Rapid Quantification of Phenolic Compounds in Virgin Olive Oil Using Near-Infrared Spectroscopy: A Tool for Breeding and Quality Assessment

Abstract

Phenolic compounds play a key role in virgin olive oil (VOO), affecting both sensory quality and health-promoting properties. Their content and composition are crucial for nutritional evaluation and for characterizing new cultivars in breeding programs. Although high-performance liquid chromatography (HPLC) is the standard method for phenolic analysis, it is laborious, time-consuming, and impractical for the large sample numbers required in genetic studies. Near-infrared spectroscopy (NIRS) offers a fast, non-destructive alternative, yet its use for VOO phenolic profiling remains limited. A comprehensive three-year dataset with broad genetic and environmental variability was assembled to calibrate NIRS models. A subdataset, collected during the same period from four cultivars grown in high-density hedgerow systems across four environments, was reserved for external validation and for estimating broad-sense heritability (H²). To enhance the variability of the calibration set, a core subset from the world germplasm collection was also included. NIRS spectra were acquired using an FT-NIR MPA instrument (1100–2200 nm).

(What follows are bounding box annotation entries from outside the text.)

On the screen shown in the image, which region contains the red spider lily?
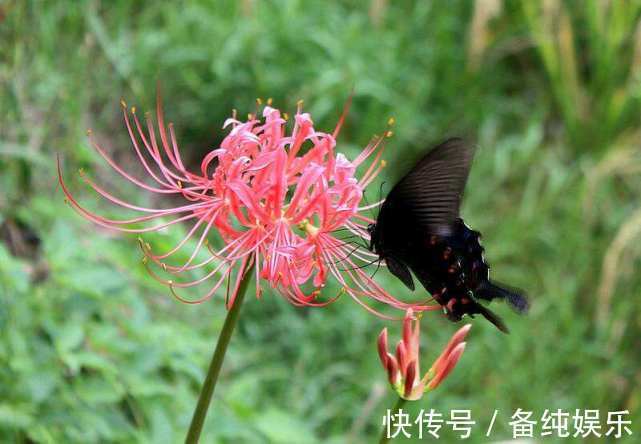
[378,309,472,400]
[58,93,438,314]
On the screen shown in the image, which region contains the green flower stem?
[378,396,407,444]
[185,265,254,444]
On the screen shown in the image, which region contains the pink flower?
[378,309,472,401]
[58,96,438,316]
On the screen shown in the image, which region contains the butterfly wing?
[385,256,415,291]
[381,138,474,236]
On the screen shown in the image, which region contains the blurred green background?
[0,0,641,443]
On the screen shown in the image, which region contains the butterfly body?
[369,139,527,332]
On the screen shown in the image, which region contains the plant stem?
[378,396,407,444]
[185,265,254,444]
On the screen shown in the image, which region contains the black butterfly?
[368,138,528,333]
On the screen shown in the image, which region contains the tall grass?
[0,0,641,443]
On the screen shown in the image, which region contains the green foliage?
[0,0,641,443]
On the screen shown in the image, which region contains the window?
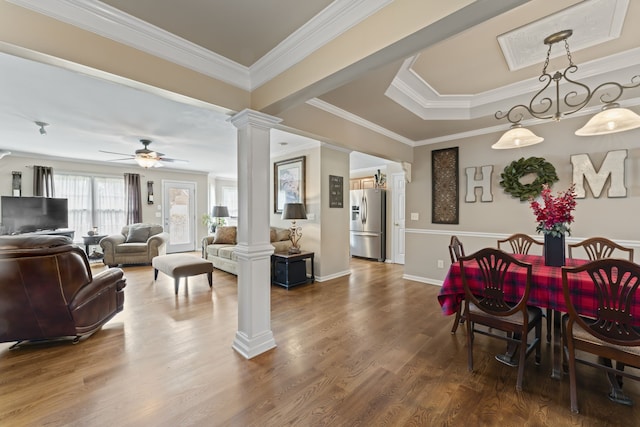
[53,173,125,240]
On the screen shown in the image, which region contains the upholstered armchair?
[0,235,126,345]
[100,223,169,267]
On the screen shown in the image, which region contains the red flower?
[530,184,576,237]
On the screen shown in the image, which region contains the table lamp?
[282,203,307,254]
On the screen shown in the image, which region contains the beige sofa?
[100,223,169,267]
[202,226,291,276]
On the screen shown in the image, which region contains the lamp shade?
[576,104,640,136]
[491,124,544,150]
[282,203,307,219]
[211,206,229,218]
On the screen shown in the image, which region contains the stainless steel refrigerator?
[350,188,387,261]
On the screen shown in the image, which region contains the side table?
[82,234,107,261]
[271,252,316,289]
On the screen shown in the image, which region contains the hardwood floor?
[0,259,640,427]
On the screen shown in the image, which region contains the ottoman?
[151,254,213,295]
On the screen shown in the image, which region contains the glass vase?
[544,234,565,267]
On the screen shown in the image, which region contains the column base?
[231,331,276,359]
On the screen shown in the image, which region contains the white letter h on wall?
[464,166,493,202]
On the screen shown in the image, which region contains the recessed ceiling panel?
[498,0,629,71]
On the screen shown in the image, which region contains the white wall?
[405,113,640,283]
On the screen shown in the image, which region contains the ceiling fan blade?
[98,150,133,159]
[158,157,189,163]
[107,157,134,162]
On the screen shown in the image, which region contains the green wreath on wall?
[500,157,559,201]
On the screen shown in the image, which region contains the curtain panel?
[33,166,55,197]
[124,173,142,224]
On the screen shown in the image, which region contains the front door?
[162,181,197,253]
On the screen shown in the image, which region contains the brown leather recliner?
[0,235,126,343]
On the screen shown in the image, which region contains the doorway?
[162,180,197,253]
[391,173,405,264]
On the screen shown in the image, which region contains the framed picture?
[273,156,305,213]
[431,147,459,224]
[329,175,344,208]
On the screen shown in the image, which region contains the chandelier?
[491,30,640,149]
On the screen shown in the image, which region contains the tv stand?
[23,228,75,240]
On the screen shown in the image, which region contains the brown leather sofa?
[0,235,126,344]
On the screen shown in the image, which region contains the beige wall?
[270,143,349,280]
[405,117,640,283]
[318,145,349,278]
[0,155,207,242]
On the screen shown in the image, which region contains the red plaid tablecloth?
[438,255,640,326]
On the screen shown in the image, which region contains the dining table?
[438,254,640,379]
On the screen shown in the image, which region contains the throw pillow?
[213,226,236,245]
[126,227,151,243]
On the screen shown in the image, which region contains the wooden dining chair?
[449,236,465,334]
[498,233,553,343]
[562,258,640,413]
[498,233,544,255]
[459,248,542,391]
[567,237,633,261]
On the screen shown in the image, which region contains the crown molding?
[249,0,393,90]
[306,98,414,147]
[7,0,393,91]
[7,0,250,90]
[414,97,640,147]
[385,48,640,120]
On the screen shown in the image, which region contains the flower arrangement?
[530,184,576,237]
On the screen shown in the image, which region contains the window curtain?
[54,176,125,237]
[124,173,142,224]
[33,166,55,197]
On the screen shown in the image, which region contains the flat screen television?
[0,196,69,234]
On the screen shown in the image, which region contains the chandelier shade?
[576,103,640,136]
[135,156,159,169]
[492,30,640,149]
[491,124,544,150]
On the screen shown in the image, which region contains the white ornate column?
[230,110,281,359]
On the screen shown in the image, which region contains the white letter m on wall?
[571,150,627,199]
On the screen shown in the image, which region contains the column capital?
[228,108,282,129]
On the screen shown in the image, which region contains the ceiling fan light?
[135,156,158,169]
[576,104,640,136]
[491,124,544,150]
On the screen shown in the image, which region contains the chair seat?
[469,303,542,325]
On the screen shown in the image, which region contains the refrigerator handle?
[362,196,369,224]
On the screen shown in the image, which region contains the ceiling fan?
[99,139,187,168]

Partial Least Squares (PLS) models demonstrated the best predictive performance for oleocanthal, oleacein, and oleuropein aglycone, with high coefficients of determination (R²). Oleocanthal and oleuropein aglycone achieved residual predictive deviation (RPD) ≥2.5 and range error ratio (RER) >10, while oleacein and ligstroside aglycone also performed well (RPD = 2.49 and 1.71; RER = 9.03 and 7.75, respectively). Variance component analysis revealed that genotype was the main contributor to ligstroside aglycone variance, whereas environment dominated for oleuropein aglycone, oleacein, and oleocanthal. The highest broad-sense heritability (H²) values were found for ligstroside and oleuropein aglycones, and the lowest for oleocanthal. These findings demonstrate that FT-NIR MPA spectroscopy is a powerful, high-throughput tool for predicting VOO phenolic composition in breeding programs.